O'Keefe took nine wickets in the Blues' thrilling final-day win against Western Australia, including the key scalp of WA batter Cameron Bancroft that broke the game open.

Of all the issues facing Australia heading into this year's Ashes series in England where they will seek to end an 18-year drought without an away series win, the first-choice front-line spinner is solved, with Nathan Lyon an automatic start in the Test XI.

But a lengthy Ashes tour usually involves selecting a back-up spinner – although Australia took only Nathan Hauritz in 2009, then failed to play him on a dustbowl at The Oval in the final Test.

Lyon's status is underlined by the 20 wickets he took in just six innings of Shield cricket before this summer's Test action, a figure that is only superseded this season by the 22 taken by Queensland leg-spinner Mitchell Swepson who has bowled in 11 innings this season.

Swepson was this week dropped by the Bulls for their Gabba showdown with NSW as they recalled tall speedster Billy Stanlake for a long-awaited return to red-ball cricket.

In eight Shield innings this summer O'Keefe has taken 16 wickets and his economy rate of 2.19 runs per over is the best in the competition of any bowler to have sent down five or more overs.

"Absolutely, SOK's record is second to none," NSW captain Peter Nevill said if he thought O'Keefe should be in the mix for the Ashes touring party.

"He's performed for such a long period of time for us, he ticked off 200 first-class wickets in the last game, took nine in match, and is one of the best spinners going around at the minute.

"Nathan Lyon is our No.1, there's no doubt about that, but SOK is certainly putting his hand up for the No.2 spot."

O'Keefe, however, may have to leapfrog Victoria tweaker Jon Holland in the pecking order if he's to book a plane ticket to the UK.

Holland was Lyon's deputy against Pakistan last October, Australia's last away Test tour, and took four wickets during the two-Test series, all of them in Dubai.

His Shield return this summer has seen him claim 15 wickets in seven innings at 31.80, and he was selected in the Australia A side that faced Sri Lanka in Hobart indicating he remains high in selectors' thoughts.

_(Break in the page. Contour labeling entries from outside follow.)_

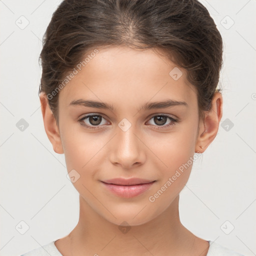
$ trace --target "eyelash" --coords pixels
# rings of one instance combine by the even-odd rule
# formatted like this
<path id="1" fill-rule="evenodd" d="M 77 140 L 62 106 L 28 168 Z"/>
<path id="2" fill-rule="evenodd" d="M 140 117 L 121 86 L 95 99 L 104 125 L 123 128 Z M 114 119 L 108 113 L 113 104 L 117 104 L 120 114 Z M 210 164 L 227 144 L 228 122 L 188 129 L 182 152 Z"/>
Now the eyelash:
<path id="1" fill-rule="evenodd" d="M 98 128 L 98 127 L 100 126 L 88 126 L 88 124 L 86 124 L 84 122 L 83 122 L 84 120 L 85 120 L 87 118 L 90 118 L 90 116 L 100 116 L 104 118 L 104 117 L 100 114 L 88 114 L 88 115 L 86 116 L 85 116 L 80 119 L 78 121 L 81 124 L 82 126 L 86 126 L 86 128 L 88 128 L 89 129 L 92 129 L 92 130 L 96 130 L 96 129 Z M 168 114 L 157 114 L 156 116 L 154 116 L 150 119 L 150 120 L 153 118 L 154 118 L 156 116 L 164 116 L 164 117 L 166 116 L 166 118 L 168 118 L 170 121 L 172 121 L 171 122 L 170 122 L 168 124 L 167 124 L 167 125 L 156 126 L 158 127 L 158 128 L 156 128 L 156 130 L 162 130 L 162 129 L 168 128 L 169 127 L 172 126 L 174 126 L 176 123 L 178 122 L 178 120 L 177 120 L 174 118 L 168 115 Z M 105 119 L 105 118 L 104 118 L 104 119 Z"/>

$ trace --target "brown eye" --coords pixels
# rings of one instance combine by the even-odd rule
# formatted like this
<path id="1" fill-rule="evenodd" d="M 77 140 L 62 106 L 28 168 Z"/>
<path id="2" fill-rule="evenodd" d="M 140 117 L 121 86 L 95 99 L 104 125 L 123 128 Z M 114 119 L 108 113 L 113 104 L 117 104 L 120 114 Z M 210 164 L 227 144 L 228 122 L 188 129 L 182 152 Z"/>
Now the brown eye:
<path id="1" fill-rule="evenodd" d="M 90 129 L 100 128 L 100 127 L 102 126 L 100 125 L 103 120 L 106 120 L 105 118 L 100 114 L 89 114 L 86 116 L 84 118 L 79 120 L 79 122 L 82 126 L 87 128 Z M 108 123 L 106 120 L 105 124 L 106 124 Z"/>
<path id="2" fill-rule="evenodd" d="M 88 118 L 90 123 L 93 126 L 98 126 L 102 122 L 102 116 L 91 116 Z"/>
<path id="3" fill-rule="evenodd" d="M 158 126 L 163 126 L 166 122 L 167 117 L 164 116 L 156 116 L 154 117 L 154 122 Z"/>
<path id="4" fill-rule="evenodd" d="M 168 120 L 169 122 L 166 124 Z M 152 122 L 154 123 L 156 125 L 155 125 L 154 124 L 150 124 L 151 120 L 153 120 Z M 156 126 L 156 129 L 164 129 L 174 126 L 175 124 L 178 122 L 178 120 L 167 114 L 158 114 L 152 116 L 148 122 L 150 124 Z"/>

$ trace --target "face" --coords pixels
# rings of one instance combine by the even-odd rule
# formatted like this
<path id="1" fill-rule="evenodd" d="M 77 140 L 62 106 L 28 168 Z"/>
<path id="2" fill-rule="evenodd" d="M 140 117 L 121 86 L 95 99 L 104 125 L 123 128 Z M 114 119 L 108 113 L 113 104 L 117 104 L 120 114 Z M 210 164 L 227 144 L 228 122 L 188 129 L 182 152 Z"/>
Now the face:
<path id="1" fill-rule="evenodd" d="M 116 224 L 141 224 L 170 207 L 188 179 L 196 94 L 186 71 L 152 49 L 98 50 L 60 92 L 67 169 L 94 212 Z M 143 180 L 108 182 L 116 178 Z"/>

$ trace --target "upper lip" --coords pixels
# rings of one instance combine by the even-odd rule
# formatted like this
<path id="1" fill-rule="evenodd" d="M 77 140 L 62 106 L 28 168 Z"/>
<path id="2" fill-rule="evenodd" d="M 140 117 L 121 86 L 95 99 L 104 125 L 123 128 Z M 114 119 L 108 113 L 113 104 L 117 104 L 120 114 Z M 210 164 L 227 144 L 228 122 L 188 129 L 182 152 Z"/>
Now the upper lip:
<path id="1" fill-rule="evenodd" d="M 102 180 L 104 183 L 108 184 L 114 184 L 115 185 L 122 185 L 122 186 L 132 186 L 138 185 L 138 184 L 144 184 L 146 183 L 150 183 L 154 182 L 155 180 L 144 180 L 143 178 L 131 178 L 128 179 L 123 178 L 116 178 L 111 180 Z"/>

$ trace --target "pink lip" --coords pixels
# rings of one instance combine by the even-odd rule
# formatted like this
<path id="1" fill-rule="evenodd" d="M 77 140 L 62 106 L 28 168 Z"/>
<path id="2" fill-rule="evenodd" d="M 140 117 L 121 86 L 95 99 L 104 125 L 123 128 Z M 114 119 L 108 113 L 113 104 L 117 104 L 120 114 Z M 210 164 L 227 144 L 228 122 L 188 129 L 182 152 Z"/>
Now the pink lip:
<path id="1" fill-rule="evenodd" d="M 118 178 L 102 182 L 106 188 L 116 196 L 130 198 L 136 196 L 148 190 L 155 181 L 138 178 L 128 180 Z"/>

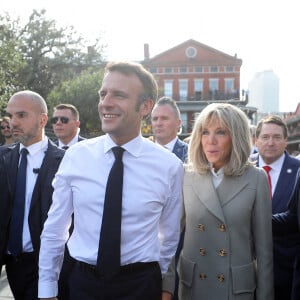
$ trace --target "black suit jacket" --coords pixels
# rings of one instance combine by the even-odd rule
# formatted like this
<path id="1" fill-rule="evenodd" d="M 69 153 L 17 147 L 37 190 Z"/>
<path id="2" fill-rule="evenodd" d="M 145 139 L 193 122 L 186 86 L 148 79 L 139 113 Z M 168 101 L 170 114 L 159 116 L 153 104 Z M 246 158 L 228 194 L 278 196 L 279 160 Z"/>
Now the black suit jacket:
<path id="1" fill-rule="evenodd" d="M 18 171 L 19 148 L 20 145 L 16 144 L 12 147 L 0 149 L 0 267 L 4 263 L 4 255 L 7 250 L 9 224 Z M 52 203 L 52 180 L 57 172 L 64 153 L 64 150 L 59 149 L 49 140 L 48 149 L 45 153 L 34 186 L 28 222 L 33 249 L 36 255 L 38 255 L 40 249 L 40 235 L 43 224 Z"/>

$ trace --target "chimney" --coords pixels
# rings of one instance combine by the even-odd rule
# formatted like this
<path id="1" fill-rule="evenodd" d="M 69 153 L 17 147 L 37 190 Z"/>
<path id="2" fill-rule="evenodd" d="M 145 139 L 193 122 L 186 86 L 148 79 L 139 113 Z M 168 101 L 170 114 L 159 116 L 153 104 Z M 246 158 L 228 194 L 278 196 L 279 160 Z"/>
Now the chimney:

Nevill himself is coveting a spot as back-up to captain Tim Paine on the Ashes tour, a role he held in 2015 that led to his Test debut at Lord's when Brad Haddin withdrew for personal reasons.

"I certainly set it out as a goal at the start of the year. But there's people around the country who have been doing very well," Nevill said.

"If I can finish the season really strongly, perhaps, who knows, and making runs at the right time helps.

"I'd love to be on that tour but at the moment I've got to focus on what's right in front of me."

Australia have shown a willingness to hand the gloves to a part-time keeper in the white-ball formats in recent times, with Peter Handscomb deposing T20 vice-captain Alex Carey in Australia's historic series win against India this week.

Handscomb or Cameron Bancroft could ably fill that back-up role if selected on the Ashes tour and an untimely ailment struck down Paine, but Nevill, however, cautioned the pressure-cooker of an Ashes required a dedicated gloveman.

"I know from experience it's a tough place to keep wickets over there. There's a lot of turbulence on the Dukes ball when it gets past the bat and it can be quite a handful," Nevill said.

"I'd always be looking to take my best keeper."

Nevill struck a century in the Blues' win over WA, his first of the summer, and executed a sharp piece of work that stumped Bancroft off O'Keefe's bowling to blow the game open for his side.

"I feel like I've been keeping well all season," he said. "I was rapt with that Bancroft dismissal, it was a key moment in game that changed game in our favour.

"But I can only pump up SOK's tyres. He's the one who gets the credit there, all I had to do was take the bails off, he's the one who lured him out of his crease."